Da poeira rumo ao estrelato
«Se está onde está...». Quando Veigy foi ouvido, era aos quartos de final do torneio parisiense que se referia. E falava assim, já com o mundo do ténis a abrir a boca de espanto.
Porque tudo neste percurso de Boisson é inesperado. Afinal, falamos de uma tenista que nunca tinha jogado um torneio de Grand Slam. Que era 361.ª do ranking WTA, e cujo melhor posicionamento que tinha tido até agora era o número 152, que ocupava quando se lesionou em 2024.
Agora, já depois de se apurar para o top-4 do torneio da capital francesa, mais do que se teronar na tenista com o ranking mais baixo a conseguir chegar às meias-finais de um Grand Slam nos últimos 40 anos, Boisson sabe que vai subir pelo menos 300 (!!), rumo ao 61.º posto da hierarquia mundial.
E há mais dados que tornam esta semana e meia a mais louca da vida de Boisson. Até ao início da 129.ª edição de Roland Garros, a tenista de 22 anos tinha amealhado 130 mil euros em prémios. Com as seis vitórias consecutivas somadas na competição já ganhou 690 mil euros. Seiscentos e noventa mil euros! Cinco vezes mais do que tinha alcançado até este torneio.

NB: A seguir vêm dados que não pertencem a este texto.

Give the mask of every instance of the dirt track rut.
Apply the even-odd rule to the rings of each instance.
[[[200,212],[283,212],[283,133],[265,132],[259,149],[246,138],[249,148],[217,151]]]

É preciso recordar que há um ano Lois Boisson estava num bloco operatório por causa de uma das mais graves lesões que um atleta pode sofrer? Não vale pena. A cicatriz está lá para lembrar. Mas a tenista valoriza mais a tatuagem que traz no braço direito e que resume a sua personalidade: «Resilience».
Segue-se Coco Gauff. Mas aconteça o que acontecer frente à norte-americana, número 2 do mundo, os franceses festejam o nascimento de uma nova estrela.